Except she hadn’t.
My breath caught, my chest a riot of pain as I remembered Bodil’s blade on the ground, dropped so that she might catch me. And I hadn’t stopped to put it in her hand before fleeing. I’d left her to die without it.
Suddenly, I was running. Sprinting through the smoking fortress toward the gate, each step like running over knives, but I embraced the pain. The gate was entirely gone, charred wood littered across the ground as though it had been smashed by a giant fist. But my eyes went beyond, to the smoldering remains of the ram and the unrecognizable figures scattered around it.
The smell of burning flesh and hair filled my nose and I gagged, slowing my pace as I picked through the wreckage.
So many bodies.
So many, and their faces were gone, leaving only size and shape and soot-stained armor to identify them. The wind gusted, sending plumes of smoke rushing sideways, but I caught a flash of silver.
Tears dripping down my face, I moved closer. A long lock of silver hair, spared by some act of the gods from the fire, floated on the breeze from where it was pinned beneath the charred remains. Dropping to my knees, I caught hold of the hair, tangling it around my fingers as it pulled loose. “I’m sorry,” I whispered. “This is my fault.”
Taking a deep breath, I moved my gaze from her skull, down her arm, to where her skeletal fingers clutched the hilt of her sword. I exhaled a loud whoosh of air, my shoulders slumping in relief. She is in Valhalla.

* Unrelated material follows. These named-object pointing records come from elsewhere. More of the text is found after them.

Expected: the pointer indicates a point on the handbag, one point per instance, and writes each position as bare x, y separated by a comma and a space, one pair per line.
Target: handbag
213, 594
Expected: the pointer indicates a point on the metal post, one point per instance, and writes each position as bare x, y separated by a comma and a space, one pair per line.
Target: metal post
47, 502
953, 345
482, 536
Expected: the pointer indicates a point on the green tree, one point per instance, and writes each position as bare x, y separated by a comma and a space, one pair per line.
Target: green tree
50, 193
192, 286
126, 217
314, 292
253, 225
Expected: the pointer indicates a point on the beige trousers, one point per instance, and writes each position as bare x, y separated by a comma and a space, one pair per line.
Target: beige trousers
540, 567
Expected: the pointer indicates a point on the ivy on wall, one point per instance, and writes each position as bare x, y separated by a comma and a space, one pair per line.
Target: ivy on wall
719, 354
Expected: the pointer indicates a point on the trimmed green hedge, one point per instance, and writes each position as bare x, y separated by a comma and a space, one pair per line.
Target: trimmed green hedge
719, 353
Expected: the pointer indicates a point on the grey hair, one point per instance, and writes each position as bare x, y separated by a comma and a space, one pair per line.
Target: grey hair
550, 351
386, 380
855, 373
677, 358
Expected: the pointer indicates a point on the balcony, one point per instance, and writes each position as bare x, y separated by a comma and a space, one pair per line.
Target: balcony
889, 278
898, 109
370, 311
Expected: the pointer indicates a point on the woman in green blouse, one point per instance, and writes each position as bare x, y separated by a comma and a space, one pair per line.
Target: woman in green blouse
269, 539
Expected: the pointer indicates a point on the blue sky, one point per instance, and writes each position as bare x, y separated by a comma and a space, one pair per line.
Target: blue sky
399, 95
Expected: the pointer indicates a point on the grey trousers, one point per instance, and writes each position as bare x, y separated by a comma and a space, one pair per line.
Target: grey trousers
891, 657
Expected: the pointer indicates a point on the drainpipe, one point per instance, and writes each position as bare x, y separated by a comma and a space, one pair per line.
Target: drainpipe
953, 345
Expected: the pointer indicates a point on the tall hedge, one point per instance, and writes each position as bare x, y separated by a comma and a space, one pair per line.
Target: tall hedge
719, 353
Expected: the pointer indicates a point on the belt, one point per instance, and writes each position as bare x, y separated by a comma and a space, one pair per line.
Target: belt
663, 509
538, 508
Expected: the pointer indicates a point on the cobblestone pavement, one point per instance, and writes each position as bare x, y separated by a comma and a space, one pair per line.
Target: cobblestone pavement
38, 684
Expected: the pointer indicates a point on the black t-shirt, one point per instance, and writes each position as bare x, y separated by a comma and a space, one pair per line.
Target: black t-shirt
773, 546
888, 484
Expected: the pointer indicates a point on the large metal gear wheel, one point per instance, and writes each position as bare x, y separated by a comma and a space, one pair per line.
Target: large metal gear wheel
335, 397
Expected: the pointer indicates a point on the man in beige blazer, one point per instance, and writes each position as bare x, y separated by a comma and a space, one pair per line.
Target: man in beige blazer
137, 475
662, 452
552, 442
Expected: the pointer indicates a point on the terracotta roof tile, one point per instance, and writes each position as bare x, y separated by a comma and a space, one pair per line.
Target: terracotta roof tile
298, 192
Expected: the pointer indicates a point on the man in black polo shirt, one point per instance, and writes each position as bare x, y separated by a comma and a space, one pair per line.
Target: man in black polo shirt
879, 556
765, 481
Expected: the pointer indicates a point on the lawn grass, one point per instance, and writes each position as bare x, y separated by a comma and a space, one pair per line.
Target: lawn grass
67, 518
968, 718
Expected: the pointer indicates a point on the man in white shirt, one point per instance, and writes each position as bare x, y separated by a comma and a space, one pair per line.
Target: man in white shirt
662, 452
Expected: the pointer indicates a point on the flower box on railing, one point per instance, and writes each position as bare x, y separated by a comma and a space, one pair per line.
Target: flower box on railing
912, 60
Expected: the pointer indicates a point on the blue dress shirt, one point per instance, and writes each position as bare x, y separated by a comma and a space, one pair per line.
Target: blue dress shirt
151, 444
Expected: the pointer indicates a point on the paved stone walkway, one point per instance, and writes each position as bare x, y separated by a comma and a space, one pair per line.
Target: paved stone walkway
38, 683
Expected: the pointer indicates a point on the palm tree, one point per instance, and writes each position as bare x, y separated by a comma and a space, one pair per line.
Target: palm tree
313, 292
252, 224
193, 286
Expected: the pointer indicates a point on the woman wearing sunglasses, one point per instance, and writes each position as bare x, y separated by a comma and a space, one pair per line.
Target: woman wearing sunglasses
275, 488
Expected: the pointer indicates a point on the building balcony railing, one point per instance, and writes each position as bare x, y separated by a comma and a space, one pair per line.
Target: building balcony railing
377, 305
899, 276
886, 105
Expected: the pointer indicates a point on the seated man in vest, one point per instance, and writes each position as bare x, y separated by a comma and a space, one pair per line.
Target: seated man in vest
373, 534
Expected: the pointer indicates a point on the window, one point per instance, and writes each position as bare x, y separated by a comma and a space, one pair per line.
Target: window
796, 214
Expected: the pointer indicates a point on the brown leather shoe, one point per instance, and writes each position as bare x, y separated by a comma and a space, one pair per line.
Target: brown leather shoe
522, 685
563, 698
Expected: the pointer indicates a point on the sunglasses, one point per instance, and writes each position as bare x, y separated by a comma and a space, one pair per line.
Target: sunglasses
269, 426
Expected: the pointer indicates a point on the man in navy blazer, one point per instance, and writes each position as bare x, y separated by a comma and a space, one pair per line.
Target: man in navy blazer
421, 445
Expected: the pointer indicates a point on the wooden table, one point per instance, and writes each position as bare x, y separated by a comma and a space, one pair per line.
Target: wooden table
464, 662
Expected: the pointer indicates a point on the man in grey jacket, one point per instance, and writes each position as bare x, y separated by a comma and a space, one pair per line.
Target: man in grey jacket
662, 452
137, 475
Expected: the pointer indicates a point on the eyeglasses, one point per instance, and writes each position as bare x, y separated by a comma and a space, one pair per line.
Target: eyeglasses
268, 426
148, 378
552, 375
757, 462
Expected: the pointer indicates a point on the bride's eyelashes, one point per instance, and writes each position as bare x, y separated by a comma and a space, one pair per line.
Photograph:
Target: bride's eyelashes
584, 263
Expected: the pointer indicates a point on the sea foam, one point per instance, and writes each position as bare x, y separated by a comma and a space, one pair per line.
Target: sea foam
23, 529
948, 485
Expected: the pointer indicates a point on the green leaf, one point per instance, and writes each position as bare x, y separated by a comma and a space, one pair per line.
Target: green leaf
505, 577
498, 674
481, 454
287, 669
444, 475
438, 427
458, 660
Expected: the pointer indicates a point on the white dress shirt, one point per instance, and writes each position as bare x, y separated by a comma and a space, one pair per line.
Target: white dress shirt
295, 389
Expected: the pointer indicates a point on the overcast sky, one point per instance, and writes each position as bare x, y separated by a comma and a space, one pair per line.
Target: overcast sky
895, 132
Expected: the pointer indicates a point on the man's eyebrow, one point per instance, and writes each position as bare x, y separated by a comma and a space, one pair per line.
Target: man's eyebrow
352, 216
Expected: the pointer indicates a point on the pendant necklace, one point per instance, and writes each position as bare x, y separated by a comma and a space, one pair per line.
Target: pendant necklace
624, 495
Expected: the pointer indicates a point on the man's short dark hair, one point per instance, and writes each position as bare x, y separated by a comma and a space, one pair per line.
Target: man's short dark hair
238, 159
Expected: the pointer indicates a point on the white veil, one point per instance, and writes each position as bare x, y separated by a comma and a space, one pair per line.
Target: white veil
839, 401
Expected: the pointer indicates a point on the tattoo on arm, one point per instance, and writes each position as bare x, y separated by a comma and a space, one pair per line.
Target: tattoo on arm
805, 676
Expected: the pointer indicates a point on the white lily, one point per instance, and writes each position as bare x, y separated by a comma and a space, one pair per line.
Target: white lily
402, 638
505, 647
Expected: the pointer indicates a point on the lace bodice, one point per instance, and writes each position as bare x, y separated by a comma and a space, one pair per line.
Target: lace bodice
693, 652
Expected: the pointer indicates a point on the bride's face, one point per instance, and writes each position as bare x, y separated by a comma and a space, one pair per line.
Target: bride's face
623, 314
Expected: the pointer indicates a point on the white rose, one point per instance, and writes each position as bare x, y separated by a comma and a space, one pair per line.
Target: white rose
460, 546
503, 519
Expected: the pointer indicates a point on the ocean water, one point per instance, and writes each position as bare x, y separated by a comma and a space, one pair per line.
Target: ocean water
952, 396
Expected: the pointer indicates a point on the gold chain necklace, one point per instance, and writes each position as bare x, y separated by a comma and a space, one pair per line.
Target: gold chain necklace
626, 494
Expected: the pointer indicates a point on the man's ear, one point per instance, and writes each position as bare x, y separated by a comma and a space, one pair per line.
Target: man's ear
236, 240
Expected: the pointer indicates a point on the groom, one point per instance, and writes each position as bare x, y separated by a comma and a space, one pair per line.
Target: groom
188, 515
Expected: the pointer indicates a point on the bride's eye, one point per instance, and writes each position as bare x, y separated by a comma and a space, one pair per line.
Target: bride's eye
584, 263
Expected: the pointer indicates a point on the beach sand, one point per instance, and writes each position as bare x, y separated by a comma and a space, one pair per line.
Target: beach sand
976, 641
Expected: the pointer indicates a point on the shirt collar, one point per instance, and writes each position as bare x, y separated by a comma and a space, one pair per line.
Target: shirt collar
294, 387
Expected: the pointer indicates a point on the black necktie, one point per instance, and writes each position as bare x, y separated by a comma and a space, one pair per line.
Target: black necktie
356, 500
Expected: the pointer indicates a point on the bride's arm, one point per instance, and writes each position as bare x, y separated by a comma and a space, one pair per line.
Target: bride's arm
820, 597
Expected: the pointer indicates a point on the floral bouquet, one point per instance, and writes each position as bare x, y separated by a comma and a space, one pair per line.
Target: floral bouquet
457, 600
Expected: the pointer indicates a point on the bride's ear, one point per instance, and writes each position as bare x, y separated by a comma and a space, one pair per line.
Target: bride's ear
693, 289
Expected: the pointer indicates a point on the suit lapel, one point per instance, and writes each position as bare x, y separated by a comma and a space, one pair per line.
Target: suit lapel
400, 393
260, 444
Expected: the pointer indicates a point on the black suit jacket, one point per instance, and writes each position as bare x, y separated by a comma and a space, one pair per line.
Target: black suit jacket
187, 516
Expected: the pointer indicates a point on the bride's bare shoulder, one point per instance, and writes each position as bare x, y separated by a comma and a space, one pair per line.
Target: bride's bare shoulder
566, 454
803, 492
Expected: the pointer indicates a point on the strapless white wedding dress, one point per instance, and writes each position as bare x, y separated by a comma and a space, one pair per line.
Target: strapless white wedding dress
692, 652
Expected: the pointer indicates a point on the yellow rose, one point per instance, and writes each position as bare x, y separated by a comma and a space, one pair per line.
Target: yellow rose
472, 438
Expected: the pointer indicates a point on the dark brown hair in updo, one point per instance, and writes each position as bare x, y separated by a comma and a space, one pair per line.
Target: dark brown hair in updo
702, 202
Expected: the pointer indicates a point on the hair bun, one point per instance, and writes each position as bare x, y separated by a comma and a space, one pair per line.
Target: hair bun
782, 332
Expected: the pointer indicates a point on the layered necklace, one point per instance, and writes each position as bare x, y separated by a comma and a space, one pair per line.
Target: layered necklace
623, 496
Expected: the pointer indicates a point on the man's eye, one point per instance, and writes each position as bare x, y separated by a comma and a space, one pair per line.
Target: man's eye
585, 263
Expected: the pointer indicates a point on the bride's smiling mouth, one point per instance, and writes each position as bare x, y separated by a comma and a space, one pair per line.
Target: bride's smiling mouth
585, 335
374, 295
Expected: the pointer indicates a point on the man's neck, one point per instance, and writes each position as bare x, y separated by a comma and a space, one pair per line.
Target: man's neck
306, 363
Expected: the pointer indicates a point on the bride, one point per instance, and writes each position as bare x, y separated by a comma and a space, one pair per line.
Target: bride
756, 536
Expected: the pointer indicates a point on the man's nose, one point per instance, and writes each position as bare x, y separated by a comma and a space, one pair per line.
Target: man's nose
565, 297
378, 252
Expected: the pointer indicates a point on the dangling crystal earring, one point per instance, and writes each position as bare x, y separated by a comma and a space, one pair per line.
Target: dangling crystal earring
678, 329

The ground burned my knees, but I didn’t move as I wrapped her hair into a coil, then gripped it tight in my fist as I heard him approach.
“Come to say that you told me so?” I asked softly. “If I’d waited for a healer to tend to my feet, Bodil might still be alive.”
Exhaling a long breath, Bjorn shook his head. “Or perhaps she would have slipped and fallen to her death as we retreated to find the healer. Perhaps it was her time to die.”
I dug my nails into my palms, wanting to scream.
Bjorn crouched next to me, his gaze fixed on Bodil’s blackened blade. “To have these thoughts will drive you mad, Freya, for there is no way to know if your choices caused certain outcomes.” He was quiet for a moment, then said, “I think most people find comfort in being fated. In knowing that everything has already been set out for them, because…because no decision is truly yours but rather something determined by the Norns. Even the gods must take comfort in knowing that their fates are certain, the outcome of the end of days already known. But for whatever reason, those like you, and me, and Bodil are able to alter the weave of our threads, which means we must bear the full burden of every choice we make.”
“They say being given the blood of a god is a gift,” I whispered. “But it’s a curse.”
For a long moment, Bjorn was silent; then he said, “You were not yourself today. You—” he broke off, giving his head a sharp shake. “If you keep down this path, Born-in-Fire, if you allow yourself to be controlled by my father, it will destroy you. You need to change your fate.”
“You may be right.” I rose to my feet and headed back inside the fortress. “The trouble is that each time I try to change the course of fate, everything becomes so much worse.”
“Freya?”
A soft voice filtered through the door, but rather than answer, I rolled over in bed and buried my face in the furs. Just as I’d done for the past several days. At first it had been exhaustion that drove me to my bed, but it had grown into a desire to avoid facing what I’d accomplished.
Or rather, how I’d accomplished it.
“Freya? It’s Steinunn. I was hoping to speak to you.”
Go away, I wanted to scream. Leave me alone. Because the last thing I wished to do was recall the taking of Grindill. Bodil falling. Losing myself to the rage.
The silence stretched, and I hoped the skald had given up. Gone away. Then her soft voice said, “King Snorri has ordered me to speak to you before I finish my composition.”
King fucking Snorri.
I bared my teeth into my pillow, knowing that I had no right to be angry because it had been me who allowed him to claim the title.
“Freya,” Ylva’s voice pierced the walls. “Open the door.”
I sighed, because there wasn’t a chance that ignoring Ylva would cause her to go away. The lady of Halsar, now the lady of Grindill, I supposed, had arrived not long after the battle was finished, and it was likely only because she’d been busy tending to the wounded and to rebuilding that I’d avoided her scathing tongue.